# MODEL 1


## Første Utkast Autogulon

#### 1. Environment Setup

In [33]:
# Autogluon import

from autogluon.tabular import TabularPredictor, TabularDataset



#### 2. Loading and Preparing the Data


In [None]:
%run "lakkenNoteBook.ipynb"



In [37]:
import pandas as pd

# Preprocessed training and test data imported from lakkenNoteBook

train_data = ais_train_enriched
test_data = ais_test_enriched

# Display first few rows of the data to verify loading
# train_data



In [None]:
print(ais_train_enriched.columns)

#### Splitting training data into training and validation

In [38]:
def train_val_split(to_model_df, split_date="2024-03-15", holdout_frac=0.2, version="date_split", seed=42):
    """
    Custom train-validation split for vessel trajectory prediction based on time.
    
    Params:
    - to_model_df: The dataframe containing all features and target columns.
    - split_date: The cutoff date to separate training and validation sets.
    - holdout_frac: Fraction of the validation data to hold out for testing after training.
    - version: The type of splitting to perform. Options: "date_split", "random_sampled", etc.
    - seed: Random seed for reproducibility.
    
    Returns:
    - training_data: DataFrame of training data.
    - validation_data: DataFrame of validation data.
    - holdout: DataFrame for holdout (testing).
    """
    
    print(f"Splitting dataset based on {version}...")
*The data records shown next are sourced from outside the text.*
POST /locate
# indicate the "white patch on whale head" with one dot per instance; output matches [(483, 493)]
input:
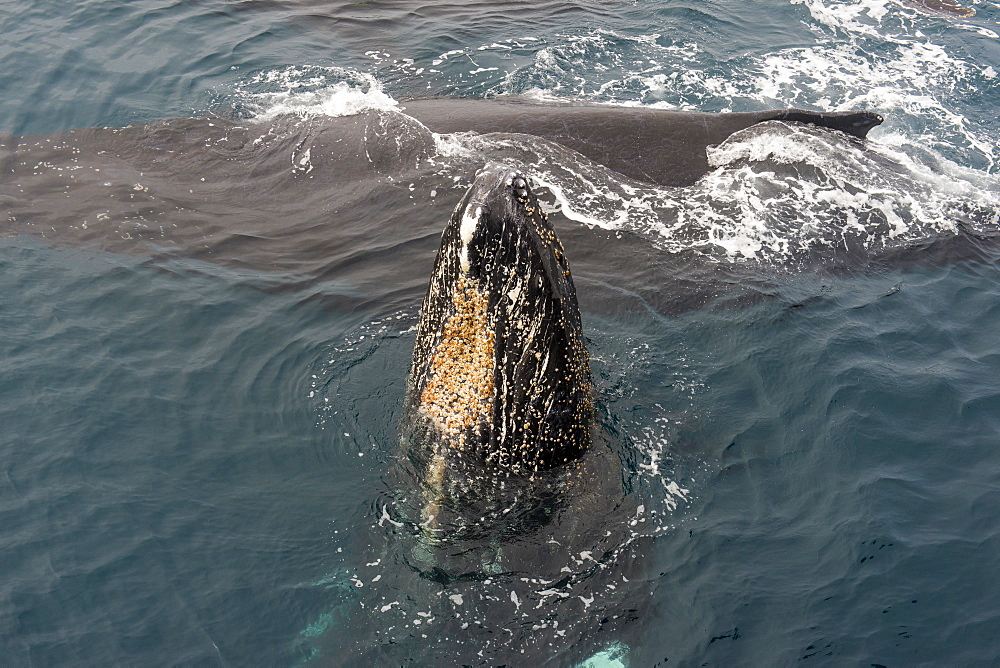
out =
[(468, 227)]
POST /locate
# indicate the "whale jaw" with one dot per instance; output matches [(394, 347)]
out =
[(500, 383)]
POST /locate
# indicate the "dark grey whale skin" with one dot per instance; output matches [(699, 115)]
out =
[(654, 145)]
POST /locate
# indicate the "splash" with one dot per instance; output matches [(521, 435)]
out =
[(312, 91)]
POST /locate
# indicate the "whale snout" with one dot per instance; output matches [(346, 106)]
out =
[(500, 370)]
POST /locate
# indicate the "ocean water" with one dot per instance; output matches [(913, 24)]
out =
[(207, 313)]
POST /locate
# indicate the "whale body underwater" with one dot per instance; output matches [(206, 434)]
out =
[(500, 380)]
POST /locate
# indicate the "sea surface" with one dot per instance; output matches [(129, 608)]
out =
[(207, 311)]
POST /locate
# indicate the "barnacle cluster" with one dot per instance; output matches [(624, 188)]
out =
[(459, 390)]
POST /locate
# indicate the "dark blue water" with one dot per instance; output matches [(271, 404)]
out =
[(197, 451)]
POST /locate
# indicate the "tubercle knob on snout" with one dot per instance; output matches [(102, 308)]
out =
[(520, 185)]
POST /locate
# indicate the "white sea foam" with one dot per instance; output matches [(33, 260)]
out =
[(313, 91)]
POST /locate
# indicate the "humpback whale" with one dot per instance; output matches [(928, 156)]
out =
[(658, 146), (258, 193), (500, 382)]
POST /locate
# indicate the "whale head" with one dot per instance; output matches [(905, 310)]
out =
[(500, 383)]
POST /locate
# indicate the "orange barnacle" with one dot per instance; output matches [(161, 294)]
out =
[(460, 380)]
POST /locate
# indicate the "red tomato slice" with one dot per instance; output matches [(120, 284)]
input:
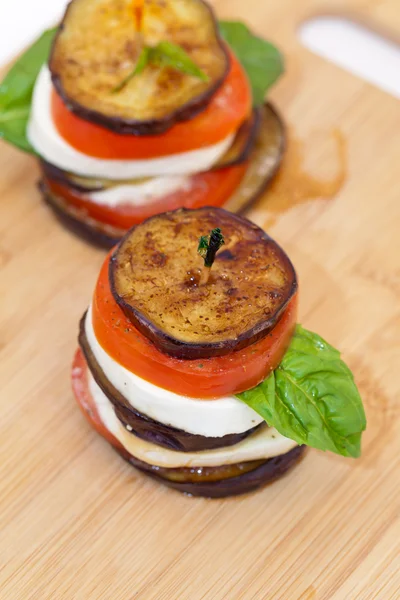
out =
[(212, 188), (228, 108), (85, 399), (209, 378)]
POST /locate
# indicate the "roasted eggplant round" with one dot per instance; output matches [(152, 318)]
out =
[(155, 277), (79, 222), (220, 482), (98, 46)]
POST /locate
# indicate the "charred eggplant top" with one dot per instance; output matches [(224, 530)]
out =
[(155, 277), (98, 46)]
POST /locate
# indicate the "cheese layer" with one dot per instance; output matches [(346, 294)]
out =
[(46, 140), (211, 418), (141, 194), (264, 443)]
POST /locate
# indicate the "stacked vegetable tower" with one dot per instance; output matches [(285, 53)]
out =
[(142, 107), (191, 364)]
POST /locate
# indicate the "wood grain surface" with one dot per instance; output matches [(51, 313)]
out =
[(76, 522)]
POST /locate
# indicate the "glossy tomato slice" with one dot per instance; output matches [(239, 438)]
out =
[(84, 398), (212, 188), (229, 107), (202, 378)]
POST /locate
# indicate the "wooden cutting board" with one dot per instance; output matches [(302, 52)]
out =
[(76, 522)]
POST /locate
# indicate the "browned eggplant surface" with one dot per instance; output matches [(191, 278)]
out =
[(155, 276), (233, 479), (97, 47)]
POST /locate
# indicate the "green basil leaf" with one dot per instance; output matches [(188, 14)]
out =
[(143, 61), (16, 92), (171, 55), (165, 54), (262, 60), (311, 397)]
    # Sort the dataframe by 'time' to respect the temporal order
    to_model_df = to_model_df.sort_values(by="time").reset_index(drop=True)
    
    if version == "date_split":
        # Split into training and validation based on the split_date
        training_data = to_model_df[to_model_df["time"] < split_date]
        validation_data = to_model_df[to_model_df["time"] >= split_date]
    elif version == "random_sampled":
        # Randomly split a portion of the data for validation
        training_data, validation_data = train_test_split(to_model_df, test_size=0.2, random_state=seed)
    else:
        print("Invalid splitting type, defaulting to date-based split")
        training_data = to_model_df[to_model_df["time"] < split_date]
        validation_data = to_model_df[to_model_df["time"] >= split_date]
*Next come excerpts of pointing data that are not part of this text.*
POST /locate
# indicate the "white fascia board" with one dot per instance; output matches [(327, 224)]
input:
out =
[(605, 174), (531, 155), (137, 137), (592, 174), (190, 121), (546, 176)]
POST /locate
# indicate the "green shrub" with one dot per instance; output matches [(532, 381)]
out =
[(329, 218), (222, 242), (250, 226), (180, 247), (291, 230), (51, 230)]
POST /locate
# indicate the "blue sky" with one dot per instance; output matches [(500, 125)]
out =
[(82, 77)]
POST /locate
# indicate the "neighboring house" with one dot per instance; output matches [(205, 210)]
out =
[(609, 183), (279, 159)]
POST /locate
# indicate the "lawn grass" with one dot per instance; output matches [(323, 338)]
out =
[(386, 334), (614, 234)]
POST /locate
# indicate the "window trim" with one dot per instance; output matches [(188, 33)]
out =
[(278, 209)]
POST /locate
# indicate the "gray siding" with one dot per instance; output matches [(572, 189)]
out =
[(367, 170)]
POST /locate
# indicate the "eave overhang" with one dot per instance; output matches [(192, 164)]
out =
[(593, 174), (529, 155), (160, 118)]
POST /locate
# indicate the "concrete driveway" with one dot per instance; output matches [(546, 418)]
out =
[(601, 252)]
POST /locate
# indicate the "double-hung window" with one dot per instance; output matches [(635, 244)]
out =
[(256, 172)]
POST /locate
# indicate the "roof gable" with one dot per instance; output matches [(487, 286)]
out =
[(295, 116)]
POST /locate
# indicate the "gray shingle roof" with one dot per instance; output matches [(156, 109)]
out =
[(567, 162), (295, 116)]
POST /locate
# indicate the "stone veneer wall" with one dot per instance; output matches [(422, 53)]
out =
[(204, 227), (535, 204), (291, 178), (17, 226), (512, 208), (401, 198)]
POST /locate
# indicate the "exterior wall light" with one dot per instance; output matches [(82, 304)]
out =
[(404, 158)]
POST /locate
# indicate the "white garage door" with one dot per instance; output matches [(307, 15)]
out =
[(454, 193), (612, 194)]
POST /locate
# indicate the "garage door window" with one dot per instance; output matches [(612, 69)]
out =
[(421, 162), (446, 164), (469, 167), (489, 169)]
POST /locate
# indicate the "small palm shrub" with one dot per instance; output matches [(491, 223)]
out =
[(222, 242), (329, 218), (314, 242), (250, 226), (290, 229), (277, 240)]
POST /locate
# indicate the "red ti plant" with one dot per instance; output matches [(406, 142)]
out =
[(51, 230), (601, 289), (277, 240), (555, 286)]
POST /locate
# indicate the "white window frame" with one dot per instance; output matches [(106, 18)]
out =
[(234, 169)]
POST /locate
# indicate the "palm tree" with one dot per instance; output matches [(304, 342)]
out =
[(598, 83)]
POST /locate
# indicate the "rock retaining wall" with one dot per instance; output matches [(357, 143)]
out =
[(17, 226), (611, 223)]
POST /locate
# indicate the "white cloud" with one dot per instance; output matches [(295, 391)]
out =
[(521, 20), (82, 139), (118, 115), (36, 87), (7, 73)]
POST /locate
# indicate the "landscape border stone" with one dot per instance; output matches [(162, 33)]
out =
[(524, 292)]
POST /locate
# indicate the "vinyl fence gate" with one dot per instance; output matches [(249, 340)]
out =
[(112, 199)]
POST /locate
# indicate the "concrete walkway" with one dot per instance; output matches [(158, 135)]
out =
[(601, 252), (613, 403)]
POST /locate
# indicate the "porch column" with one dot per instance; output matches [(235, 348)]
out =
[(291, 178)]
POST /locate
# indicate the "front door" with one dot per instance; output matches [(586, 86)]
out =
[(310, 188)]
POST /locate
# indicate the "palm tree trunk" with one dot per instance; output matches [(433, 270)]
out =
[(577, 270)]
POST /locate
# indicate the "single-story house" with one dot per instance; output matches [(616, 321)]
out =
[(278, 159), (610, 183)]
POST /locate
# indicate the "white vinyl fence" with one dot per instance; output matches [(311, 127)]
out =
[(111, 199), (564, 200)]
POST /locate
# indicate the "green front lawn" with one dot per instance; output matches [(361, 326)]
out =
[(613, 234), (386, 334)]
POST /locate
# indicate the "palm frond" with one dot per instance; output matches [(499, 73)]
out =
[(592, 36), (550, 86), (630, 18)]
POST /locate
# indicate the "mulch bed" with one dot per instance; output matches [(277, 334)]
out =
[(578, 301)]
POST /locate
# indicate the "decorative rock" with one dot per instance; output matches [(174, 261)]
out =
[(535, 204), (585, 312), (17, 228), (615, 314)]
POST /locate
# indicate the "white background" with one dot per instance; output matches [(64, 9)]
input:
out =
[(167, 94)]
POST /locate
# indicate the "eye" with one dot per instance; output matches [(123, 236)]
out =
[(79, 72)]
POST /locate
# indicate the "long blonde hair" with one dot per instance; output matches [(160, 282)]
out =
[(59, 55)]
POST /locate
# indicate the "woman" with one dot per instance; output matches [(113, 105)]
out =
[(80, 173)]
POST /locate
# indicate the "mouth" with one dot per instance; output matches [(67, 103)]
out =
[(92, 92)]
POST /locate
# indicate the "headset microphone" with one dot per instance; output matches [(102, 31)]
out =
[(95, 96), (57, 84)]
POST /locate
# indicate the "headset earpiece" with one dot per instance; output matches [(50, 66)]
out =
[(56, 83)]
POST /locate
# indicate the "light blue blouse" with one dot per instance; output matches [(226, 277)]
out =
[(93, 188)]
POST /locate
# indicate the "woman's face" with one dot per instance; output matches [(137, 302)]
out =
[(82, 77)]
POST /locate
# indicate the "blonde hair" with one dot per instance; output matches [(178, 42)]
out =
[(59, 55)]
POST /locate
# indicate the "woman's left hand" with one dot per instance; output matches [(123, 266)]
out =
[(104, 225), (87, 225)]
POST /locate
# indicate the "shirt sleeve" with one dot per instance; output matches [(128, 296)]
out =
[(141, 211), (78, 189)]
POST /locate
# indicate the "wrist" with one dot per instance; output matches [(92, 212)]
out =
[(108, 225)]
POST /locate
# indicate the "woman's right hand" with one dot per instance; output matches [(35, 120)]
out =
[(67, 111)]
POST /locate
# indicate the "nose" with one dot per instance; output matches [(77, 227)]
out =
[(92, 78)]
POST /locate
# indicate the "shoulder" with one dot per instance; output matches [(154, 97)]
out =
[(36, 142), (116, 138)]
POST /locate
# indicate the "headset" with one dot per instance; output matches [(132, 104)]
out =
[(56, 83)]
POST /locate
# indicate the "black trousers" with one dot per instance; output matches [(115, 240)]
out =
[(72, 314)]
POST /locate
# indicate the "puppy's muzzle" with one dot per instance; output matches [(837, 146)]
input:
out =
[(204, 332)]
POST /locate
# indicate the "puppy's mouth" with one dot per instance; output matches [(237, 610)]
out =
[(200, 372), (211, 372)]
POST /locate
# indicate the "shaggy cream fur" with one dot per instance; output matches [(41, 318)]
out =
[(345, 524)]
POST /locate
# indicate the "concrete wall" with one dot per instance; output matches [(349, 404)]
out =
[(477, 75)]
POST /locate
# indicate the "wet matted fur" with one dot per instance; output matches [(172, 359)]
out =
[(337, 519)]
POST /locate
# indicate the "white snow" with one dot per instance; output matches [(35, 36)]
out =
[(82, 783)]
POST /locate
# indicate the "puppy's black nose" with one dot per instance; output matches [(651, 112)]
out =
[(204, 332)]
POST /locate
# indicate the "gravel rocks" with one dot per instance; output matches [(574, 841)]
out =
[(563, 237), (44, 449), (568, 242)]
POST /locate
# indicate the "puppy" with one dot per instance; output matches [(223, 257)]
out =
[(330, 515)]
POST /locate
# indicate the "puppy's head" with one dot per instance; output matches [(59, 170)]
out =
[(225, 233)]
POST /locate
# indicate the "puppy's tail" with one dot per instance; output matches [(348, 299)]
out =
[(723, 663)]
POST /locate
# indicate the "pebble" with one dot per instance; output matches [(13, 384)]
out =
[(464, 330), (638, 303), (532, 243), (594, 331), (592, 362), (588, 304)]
    print(f"Training data from {training_data['time'].min()} to {training_data['time'].max()}")
    print(f"Validation data from {validation_data['time'].min()} to {validation_data['time'].max()}")

    # Create holdout set from the validation data, with a random sample from validation
    holdout = validation_data.sample(frac=holdout_frac, random_state=seed)
    validation_data = validation_data.drop(holdout.index)

    return training_data, validation_data, holdout


#### Training the model

In [None]:
import pandas as pd
from autogluon.tabular import TabularPredictor, TabularDataset

# Split the data
split_date = "2024-03-15"  # The date chosen for splitting
train_data, val_data, holdout_data = train_val_split(ais_train_enriched, split_date=split_date, holdout_frac=0.2)

# Prepare the data for AutoGluon (remove columns that should not be used for training)
drop_columns = ['time', 'vesselId']  # Adjust this list based on features to exclude
train_data = TabularDataset(train_data.drop(columns=drop_columns))
val_data = TabularDataset(val_data.drop(columns=drop_columns))
holdout_data = TabularDataset(holdout_data.drop(columns=drop_columns))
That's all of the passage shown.